Aos sábados e domingos, fazíamos o nosso turismo, em
locais diferentes de Recife e Olinda. Uma vez, fomos de ônibus
elétrico conhecer, salvo engano, o parque zoobotânico de Recife. O
veículo tinha uma haste ligada ao fio de energia, porém tinha pneus
de borracha, como um ônibus qualquer, e não rodas de ferro, como
bondes ferroviários. Nesses passeios, vimos o centro histórico
recifense, com suas inúmeras pontes e seus vetustos prédios e
igrejas, e a paisagem bucólica e marítima da linda cidade de
Olinda. Fomos a Boa Viagem, e viajamos na formosura das ninfas em
flor que perlongavam essa praia.
Num final de semana prolongado, fomos com colegas de
Maceió conhecer as lagoas da capital de Alagoas e a beleza de suas
praias. Fiquei hospedado na casa de um colega cujo nome já não
recordo, e o Paulo foi hóspede dos pais do Rivadávia. Na casa
destes saboreei uns frutos do mar; até então só conhecia quase
exclusivamente peixes de água doce.
No meio dos velhos papéis garimpados por minha irmã,
havia um cartão, datado de 11/07/1975, quando o curso já terminara,
remetido por Ednelson, também alagoano, que contagiava todos com sua
simpatia espontânea, certamente nascida de sua boa alma. Nesse
postal dizia ele: “Vai esta vista para você de uma das praias mais
belas que temos em Maceió”. A praia era Pajuçara, que conheci
nessa viagem, e que a névoa do tempo já esvanece em minha memória.

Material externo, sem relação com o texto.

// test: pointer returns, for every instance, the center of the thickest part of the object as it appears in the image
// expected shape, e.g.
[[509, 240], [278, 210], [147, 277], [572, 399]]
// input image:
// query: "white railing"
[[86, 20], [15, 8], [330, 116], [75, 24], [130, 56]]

Também era de Maceió a moça que mais nos encantava no
centro de treinamento, com sua beleza quase rechonchuda, de muitas e
arredondadas curvas, quando desfilava, sem ostensivos requebros e
rebolados, pelo hall e pelos corredores da instituição. Ela não
aparentava ser orgulhosa ou indiferente, mas não se exibia e nem
flertava com ninguém. Seu semblante parecia satisfeito com os
olhares que lhe eram endereçados, embora fingisse não notar. Corria
rumores de que tinha um noivo em Alagoas.
Como disse na nota anterior, fui eleito orador de minha
turma. Conhecia trechos de discursos de Rui Barbosa e de outros
mestres da retórica. Lera sobre o romano Cícero e sobre o ateniense
Demóstenes. Na minha meninice, ouvi, pessoalmente ou através do
rádio, grandes oradores sacros e políticos do Piauí, entre os
quais cito: Dom Avelar Brandão Vilela, Pe. Mateus Cortez Rufino, Pe.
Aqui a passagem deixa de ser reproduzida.